En fait, dans l'Iliade et l'Odyssée, Homère aborde aussi des thèmes comme la géographie, en faisant des descriptions des régions que traverse Ulysse par exemple, de la morale avec des exemples de personnages héroïques comme Achille, et puis aussi la botanique quand il fait des descriptions de différentes espèces végétales. Bref, à l'époque, l'Iliade et l'Odyssée étaient plus que des histoires, c'étaient des véritables encyclopédies. Mais aussi des guides de développement personnel, parce que les Grecs pouvaient s'en inspirer pour savoir comment mener sa vie, quelles valeurs avoir pour être un héros. En fait, c'étaient vraiment une grande source d'inspiration pour tous les Grecs de l'époque.
Ces textes avaient une place tellement centrale qu'on peut dire qu'ils étaient les textes fondateurs de la Grèce antique et plus largement, les premiers chefs d'œuvre de la littérature occidentale.

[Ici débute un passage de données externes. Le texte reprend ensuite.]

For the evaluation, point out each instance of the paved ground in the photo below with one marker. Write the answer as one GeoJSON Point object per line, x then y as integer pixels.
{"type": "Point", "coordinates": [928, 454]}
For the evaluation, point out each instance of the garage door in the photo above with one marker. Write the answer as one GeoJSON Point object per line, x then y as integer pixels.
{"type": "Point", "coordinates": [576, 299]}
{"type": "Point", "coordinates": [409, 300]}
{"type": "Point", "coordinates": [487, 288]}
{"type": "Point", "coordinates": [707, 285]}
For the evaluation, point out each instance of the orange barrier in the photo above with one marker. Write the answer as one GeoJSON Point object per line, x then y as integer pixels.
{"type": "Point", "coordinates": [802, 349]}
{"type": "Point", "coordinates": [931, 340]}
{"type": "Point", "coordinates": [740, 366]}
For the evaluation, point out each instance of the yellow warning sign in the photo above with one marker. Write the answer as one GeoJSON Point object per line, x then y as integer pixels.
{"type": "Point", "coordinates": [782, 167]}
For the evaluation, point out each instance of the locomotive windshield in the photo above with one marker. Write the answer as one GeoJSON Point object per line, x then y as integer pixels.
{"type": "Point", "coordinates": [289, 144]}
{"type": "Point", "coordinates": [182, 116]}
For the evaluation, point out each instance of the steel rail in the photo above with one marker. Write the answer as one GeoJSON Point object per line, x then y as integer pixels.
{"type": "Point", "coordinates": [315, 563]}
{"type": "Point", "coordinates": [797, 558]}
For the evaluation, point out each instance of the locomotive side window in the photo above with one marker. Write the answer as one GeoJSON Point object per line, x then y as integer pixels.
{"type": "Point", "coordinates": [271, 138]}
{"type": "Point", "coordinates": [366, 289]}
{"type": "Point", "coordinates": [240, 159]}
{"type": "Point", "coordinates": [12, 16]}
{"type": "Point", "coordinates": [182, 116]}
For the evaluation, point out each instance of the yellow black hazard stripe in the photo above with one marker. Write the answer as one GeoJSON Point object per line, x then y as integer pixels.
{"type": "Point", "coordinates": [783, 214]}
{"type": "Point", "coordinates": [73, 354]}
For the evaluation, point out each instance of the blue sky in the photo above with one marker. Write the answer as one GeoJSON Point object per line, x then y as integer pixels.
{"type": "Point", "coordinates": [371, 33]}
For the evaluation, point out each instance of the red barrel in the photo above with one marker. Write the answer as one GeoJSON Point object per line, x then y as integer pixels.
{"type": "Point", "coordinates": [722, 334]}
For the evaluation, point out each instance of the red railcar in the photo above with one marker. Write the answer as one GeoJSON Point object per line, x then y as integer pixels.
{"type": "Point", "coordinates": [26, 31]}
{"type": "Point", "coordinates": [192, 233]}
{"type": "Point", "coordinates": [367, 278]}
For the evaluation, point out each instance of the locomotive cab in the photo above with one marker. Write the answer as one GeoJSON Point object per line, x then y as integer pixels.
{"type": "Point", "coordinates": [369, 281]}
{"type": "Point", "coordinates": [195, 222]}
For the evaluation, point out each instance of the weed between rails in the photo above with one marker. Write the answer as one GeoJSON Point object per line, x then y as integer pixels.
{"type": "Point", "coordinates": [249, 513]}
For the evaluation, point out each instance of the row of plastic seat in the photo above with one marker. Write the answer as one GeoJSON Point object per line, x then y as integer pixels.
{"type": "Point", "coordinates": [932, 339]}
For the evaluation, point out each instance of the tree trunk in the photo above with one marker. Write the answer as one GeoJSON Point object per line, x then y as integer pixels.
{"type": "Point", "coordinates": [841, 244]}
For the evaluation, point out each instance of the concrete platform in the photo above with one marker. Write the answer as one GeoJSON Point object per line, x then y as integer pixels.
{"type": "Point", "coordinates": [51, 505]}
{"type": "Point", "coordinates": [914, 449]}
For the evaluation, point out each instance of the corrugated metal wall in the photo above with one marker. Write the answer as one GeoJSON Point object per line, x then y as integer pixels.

Parce qu'aujourd'hui, 2800 ans plus tard, on les étudie toujours à l'école. Ils continuent d'inspirer des auteurs, des artistes, d'autres histoires. Bref, ils ont toujours une place très importante dans la culture occidentale.
Et puis quelques siècles plus tard, d'autres textes ont fait leur apparition et ils ont eux aussi joué un rôle déterminant pour certaines civilisations. Je veux bien sûr parler de la Bible (avec L'Ancien Testament pour les Juifs, le Nouveau Testament pour les Chrétiens) et le Coran également pour les Musulmans. Là aussi, ces textes avaient pour vocation d'expliquer l'origine du monde (avec la Genèse et le rôle de Dieu), mais également l'origine des hommes, avec par exemple, l'histoire d'Adam et Ève.
Et puis, il y avait tout un tas de leçons de morale, des histoires qui étaient censées, un peu comme les tragédies grecques, permettre aux croyants de prendre les bonnes décisions. Je pense notamment à l'histoire d'Abel et Caïn, toutes ces histoires qui étaient censées, finalement, servir d'exemple; parfois des exemples à suivre et au contraire, parfois, des exemples à éviter.
Bref, tous ces textes sacrés devaient apporter une réponse à la question fondamentale qui obsède les hommes : quel est le sens de la vie ? Et là aussi, comme pour l'Iliade et l'Odyssée, ce sont des textes qui ont traversé les siècles et qui continuent d'influencer nos civilisations contemporaines.